Gaza tiene il mondo con il fiato sospeso per gli scenari temuti. E non c’è solo Gaza. Gli avvenimenti mediorientali, che contemplano purtroppo anche altre violenze tremende lasciano sgomenti.

Eppure a cavallo tra questo secolo e il precedente sia tra gli israeliani sia tra i palestinesi il processo di pace aveva molti consensi, la Primavera ha chiesto libertà, in Siria appartenenti a diverse comunità lottavano insieme contro il totalitarismo di Assad (ritengo un errore di molti cristiani non averlo fatto anche loro, per influire su sé stessi e sugli altri), in Libano non c’erano confini comunitari nel delimitare il campo che già rifiutava l’egemonismo di Hezbollah e tentava di organizzarsi interconfessionalmente.

La via di Ocalan

Oggi spiccano, in controtendenza, molte voci del dissenso israeliano, che adesso comprendono anche quella del capo dell’esercito. Tra le voci più importanti per immaginare un altro futuro non può essere trascurata, per il discorso che qui si tenta, quella del curdo Abdullah Ocalan – voce trasformatasi da miliziana, o terrorista o combattente o quel che si preferisca scegliere per definirla, in voce di rifiuto totale della lotta armata e della solitudine etnica: voce di fratellanza!

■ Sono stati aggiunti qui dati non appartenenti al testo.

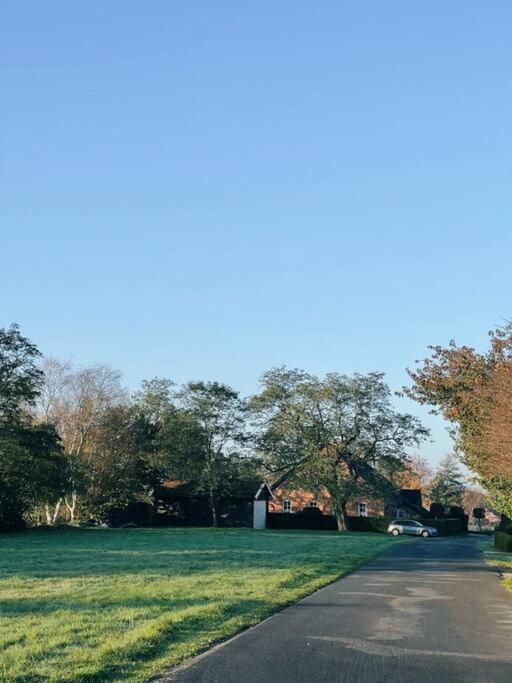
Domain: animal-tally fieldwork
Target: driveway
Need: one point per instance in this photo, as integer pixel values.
(429, 610)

La sua idea è tanto semplice quanto rivoluzionaria: finalmente dopo tanti decenni siamo stati riconosciuti come curdi, dunque ora possiamo impegnarci per costruire con i nostri concittadini una Turchia democratica.

Ai suoi lui ha detto: “Nel corso di una storia lunga oltre 1.000 anni, turchi e curdi hanno mantenuto un’alleanza — prevalentemente basata su una cooperazione volontaria — per preservare la loro convivenza e resistere alle potenze egemoniche. […]Oggi, il nostro dovere fondamentale è riorganizzare questa fragile relazione storica in uno spirito di fratellanza, senza ignorare le fedi”.

Lo stesso ha suggerito ai curdi di Siria: ma dopo sei mesi dal suo discorso il negoziato non decolla e ora si teme che i colloqui siro-curdi già convocati a Parigi possano saltare, per i timori dei turchi sulla non equidistanza francese.

Un altro fallimento si delinea mentre la tragedia di Gaza potrebbe ulteriormente inabissarsi? Così in queste ore terribili altre rotture lungo linee di faglia etnico-confessionali si possono forse temere: rotture che già si accavallano e susseguono, citate o ignorate. Perché?

Le scelte di Israele

Ritengo che tutto questo sia il prodotto di violenze efferate, di traumi, di sabotaggi, di vecchi e nuovi fondamentalismi, ma anche di incomprensioni, di equivoci, di paralisi teologiche, otre che delle difficoltà o delle esitazioni dei “moderati” che hanno perso il momento.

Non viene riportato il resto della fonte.